Not all cliches should be banned, however, because truisms are often true--especially the one about how legislators and regulators can never hope to keep up with the pace of technological developments. In 1996, none of us had a clue of what the market would actually look like today, and our predictions of what the market will look like ten years from now will prove to be no more accurate. Thus, let's find a legislative framework that will allow plenty of room for all of us policy experts to be completely blindsided by new technologies and services and prepare to reform that framework again after a decade or so.
Next, let's not believe our own press releases. Much of the annual bashing of the 1996 Act is surely due to the unrealistic and extravagant claims we made for it. Today, it is difficult to read many of the statements that were made at and around the signing ceremony (5) without cringing. This time, let's not act like we are curing cancer or building the legislative equivalent of the Taj Mahal.

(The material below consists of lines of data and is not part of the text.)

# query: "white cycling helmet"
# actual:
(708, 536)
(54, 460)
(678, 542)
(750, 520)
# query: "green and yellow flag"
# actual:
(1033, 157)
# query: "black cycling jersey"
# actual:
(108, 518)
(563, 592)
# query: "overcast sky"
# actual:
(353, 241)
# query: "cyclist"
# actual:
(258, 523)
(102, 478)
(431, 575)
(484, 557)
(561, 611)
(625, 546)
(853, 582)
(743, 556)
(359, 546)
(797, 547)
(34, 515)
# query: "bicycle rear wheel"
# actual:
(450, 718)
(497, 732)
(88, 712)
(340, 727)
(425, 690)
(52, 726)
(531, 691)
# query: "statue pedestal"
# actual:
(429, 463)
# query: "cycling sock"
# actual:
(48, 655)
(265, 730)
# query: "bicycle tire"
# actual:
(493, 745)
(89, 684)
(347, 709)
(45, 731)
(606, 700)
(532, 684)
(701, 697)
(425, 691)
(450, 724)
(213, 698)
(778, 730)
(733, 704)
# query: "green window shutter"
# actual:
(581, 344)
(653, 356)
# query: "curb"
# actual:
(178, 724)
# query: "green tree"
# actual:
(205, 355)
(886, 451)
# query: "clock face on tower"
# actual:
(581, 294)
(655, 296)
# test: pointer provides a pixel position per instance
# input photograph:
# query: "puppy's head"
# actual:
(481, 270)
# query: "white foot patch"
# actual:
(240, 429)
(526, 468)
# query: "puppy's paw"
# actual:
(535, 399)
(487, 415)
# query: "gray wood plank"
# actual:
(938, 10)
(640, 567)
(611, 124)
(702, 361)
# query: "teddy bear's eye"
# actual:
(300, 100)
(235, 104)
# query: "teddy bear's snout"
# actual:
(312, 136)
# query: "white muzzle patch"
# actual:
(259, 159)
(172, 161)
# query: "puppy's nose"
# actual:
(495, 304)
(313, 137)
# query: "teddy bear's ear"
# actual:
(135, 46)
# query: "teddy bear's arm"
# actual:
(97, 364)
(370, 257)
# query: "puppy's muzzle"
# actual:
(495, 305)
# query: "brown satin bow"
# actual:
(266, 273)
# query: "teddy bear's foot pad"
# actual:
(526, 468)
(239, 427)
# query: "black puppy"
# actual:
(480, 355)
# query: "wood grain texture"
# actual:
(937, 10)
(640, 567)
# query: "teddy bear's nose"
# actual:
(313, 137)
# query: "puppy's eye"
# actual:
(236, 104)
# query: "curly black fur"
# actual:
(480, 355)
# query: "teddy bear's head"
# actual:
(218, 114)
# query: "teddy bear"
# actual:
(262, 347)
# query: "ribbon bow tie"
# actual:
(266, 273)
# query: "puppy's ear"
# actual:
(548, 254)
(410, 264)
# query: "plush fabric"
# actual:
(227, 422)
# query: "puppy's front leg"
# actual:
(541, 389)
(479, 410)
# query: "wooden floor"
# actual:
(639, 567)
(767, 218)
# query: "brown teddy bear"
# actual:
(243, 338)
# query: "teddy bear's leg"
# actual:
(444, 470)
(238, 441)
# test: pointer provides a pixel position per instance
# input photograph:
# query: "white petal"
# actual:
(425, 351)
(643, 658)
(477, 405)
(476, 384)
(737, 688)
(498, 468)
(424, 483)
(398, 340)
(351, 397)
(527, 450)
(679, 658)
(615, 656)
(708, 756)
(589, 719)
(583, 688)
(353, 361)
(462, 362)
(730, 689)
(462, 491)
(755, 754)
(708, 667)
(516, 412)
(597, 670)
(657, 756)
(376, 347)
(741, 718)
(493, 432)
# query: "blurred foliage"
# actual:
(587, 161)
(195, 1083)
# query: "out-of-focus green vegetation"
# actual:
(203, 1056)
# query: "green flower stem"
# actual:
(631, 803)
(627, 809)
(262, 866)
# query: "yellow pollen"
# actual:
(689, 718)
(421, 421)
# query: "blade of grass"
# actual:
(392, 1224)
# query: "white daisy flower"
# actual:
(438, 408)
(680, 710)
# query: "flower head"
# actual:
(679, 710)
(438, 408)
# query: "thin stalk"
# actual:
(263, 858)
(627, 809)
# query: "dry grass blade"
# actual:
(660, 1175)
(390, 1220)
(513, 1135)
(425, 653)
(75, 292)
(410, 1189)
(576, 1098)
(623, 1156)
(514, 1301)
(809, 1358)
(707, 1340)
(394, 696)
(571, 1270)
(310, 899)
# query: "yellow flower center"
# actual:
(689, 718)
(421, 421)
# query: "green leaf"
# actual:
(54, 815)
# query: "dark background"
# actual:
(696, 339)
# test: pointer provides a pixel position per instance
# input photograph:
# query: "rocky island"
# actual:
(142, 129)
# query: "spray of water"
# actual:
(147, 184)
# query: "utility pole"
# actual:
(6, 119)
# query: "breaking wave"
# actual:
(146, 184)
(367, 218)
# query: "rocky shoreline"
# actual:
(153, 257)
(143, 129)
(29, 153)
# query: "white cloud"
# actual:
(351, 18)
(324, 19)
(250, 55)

And whatever vision you may have for the new legislation, do not expect the FCC to take your word on what the law really means if it is not clearly spelled out in its provisions or at least in the legislative history. Keep in mind that no one at the FCC will have followed the minutia of the legislative process as closely as the combatants. As a result, the FCC will be blissfully ignorant of the statement Representative Smith made in a private meeting two years earlier, which "proves" your point of view. Furthermore, having Representative Smith repeat this in a letter to the FCC years after enactment will not be helpful either, especially since this is bound to be contradicted by the letter that Representative Jones sends.
Finally, do not mothball your fleet once the new legislation is enacted. Some of the people who worked at MCI are still bemoaning the fact that their bosses beat their swords into plowshares following the passage of the 1996 Act. While no corporate headquarters actually enjoy having to maintain Washington offices, a signing ceremony is the worst time for the bean counters to reduce these perceived drains on the bottom line. The enactment of a telecommunications law is not the end of the war--it is simply the shift of the conflict to a different front. In other words, any savings on legislative lobbying will be quickly eaten up by regulatory and litigation expenses. Besides, a decade later ...
And with that, I am eagerly anticipating the Journal's tenth anniversary rehash of the Broadband Reform Act of 2008.
Daniel B. Phythyon, Policy Director, Alliance for Public Technology. The views expressed here are solely those of the Author and not those of the Alliance.
(1.) Wildquote, Otto von Bismarck, http://en.wikiquote.org/wiki/Otto_von_Bismarck (last visited Apr. 3, 2006).
(2.) Omnibus Budget Reconciliation Act of 1993, Pub. L. No. 103-66, 107 Stat. 312 (1993).
(3.) Neil Hickey, Revolution in Cyberia, COLUM. JOURNALISM REV., July/Aug. 1995, http://archives.cjr.org/year/95/4/cyberia.asp.
(4.) Perhaps this Issue of the Journal can spawn a new drinking game for dissolute law students: the first player reads from the Journal aloud, and when an author cites Justice Antonin Scalia's denouncement of the 1996 Act ("[it] is not a model of clarity. It is in many important respects a model of ambiguity or indeed even self-contradiction."), the player takes a drink and passes the Journal to his left. AT&T Corp. v. Iowa Utils. Bd. 525 U.S. 366, 397 (1999).
(5.) (Don't) See Remarks by President Bill Clinton and Vice President Al Gore at Signing of Telecommunications Reform Act of 1996, FEDERAL NEWS SERVICE (Feb. 9, 1996).